For Mary Crilly, director of the Sexual Violence Centre in Cork, a vicious backlash to the #MeToo movement has begun to appear in recent times.

“Is there any other crime that people will hear statistics like that and say: ‘Well, prove it so.’?” she says. “I don’t know what more proof people need, when the statistic is that one in five girls will be raped. Nothing has changed with the system since news broke about Weinstein, except maybe there is more awareness. But look at what happened in Leitrim last week.”

Ms Crilly is referring to a victim of rape being verbally harassed in court after a guilty verdict against her two abusers.

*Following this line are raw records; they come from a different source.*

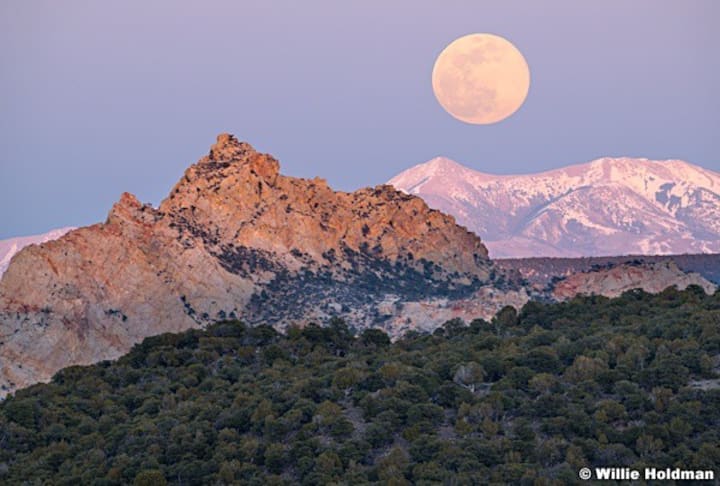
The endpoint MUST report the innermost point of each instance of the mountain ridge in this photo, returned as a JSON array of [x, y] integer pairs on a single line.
[[234, 239], [10, 246], [608, 206]]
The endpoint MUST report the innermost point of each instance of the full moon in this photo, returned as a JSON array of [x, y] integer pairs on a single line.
[[481, 79]]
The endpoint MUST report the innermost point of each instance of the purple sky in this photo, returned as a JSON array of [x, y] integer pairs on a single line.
[[104, 97]]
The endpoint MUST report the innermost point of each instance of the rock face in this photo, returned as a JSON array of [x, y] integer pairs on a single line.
[[9, 247], [234, 239], [611, 206], [612, 282]]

“That could happen in any courtroom in the country,” she says. “Overall, we do welcome the conviction against Weinstein but nothing has changed in terms of how a woman here will be questioned on the stand when it comes to these cases. We are the only country in the EU with this archaic system. There are still no guidelines on what questions are permitted in court and there doesn’t seem to be any will to change the system.”

Sexual violence cases should be prioritised and seen within a year, says Ms Crilly.

“Harvey Weinstein himself didn’t think he was going to be convicted,” she says. “Very few rapists show remorse or have remorse, that is maybe something I’d like victims to take away from this — his entitlement, and all rapists’ entitlement. Rape is about power and control. Very often a victim might blame themselves, but it’s not their fault.”